Days after South Carolina confronted its past and lowered the Confederate battle flag, North Carolina will grapple with its present-day rules that determine access to the voting booth. A federal trial opening in Winston-Salem on Monday is meant to determine whether recent, sweeping changes in the state’s election laws discriminate against black voters. These changes were adopted by the Republican-dominated state legislature in 2013, immediately after the United States Supreme Court struck down the heart of the Voting Rights Act of 1965 when it ended a requirement that nine states with histories of discrimination, including North Carolina, get federal approval before altering their election laws. But the case, as well as one involving a Texas law requiring voters to show a photo ID, could have far wider repercussions, legal experts say — helping to define the scope of voting rights protections across the country in the coming presidential election and beyond.

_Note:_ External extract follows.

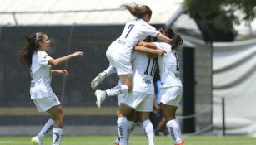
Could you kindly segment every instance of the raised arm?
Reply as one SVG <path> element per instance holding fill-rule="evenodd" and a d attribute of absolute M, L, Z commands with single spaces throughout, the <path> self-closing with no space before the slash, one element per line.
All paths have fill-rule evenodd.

The contested measures in North Carolina include reduced early voting days, an end to same-day registration and an end to a program to preregister high school students. They are a far cry from the violent intimidation and poll taxes of the Jim Crow era. Still, few issues are more highly charged than voting rights in the old Confederate states, where the murder of civil rights workers and the brutal police attack on Alabama marchers galvanized Congress to pass the 1965 act, and the trial is fanning old emotions.
“This is our Selma,” said William J. Barber II, president of the North Carolina N.A.A.C.P., of the election changes in the state. His group brought the lawsuit, alongside the League of Women Voters, a group of college students and the Department of Justice.
The Justice Department and other plaintiffs argue that the discriminatory effect was so clearly intentional that North Carolina should again be required to submit voting proposals for federal approval.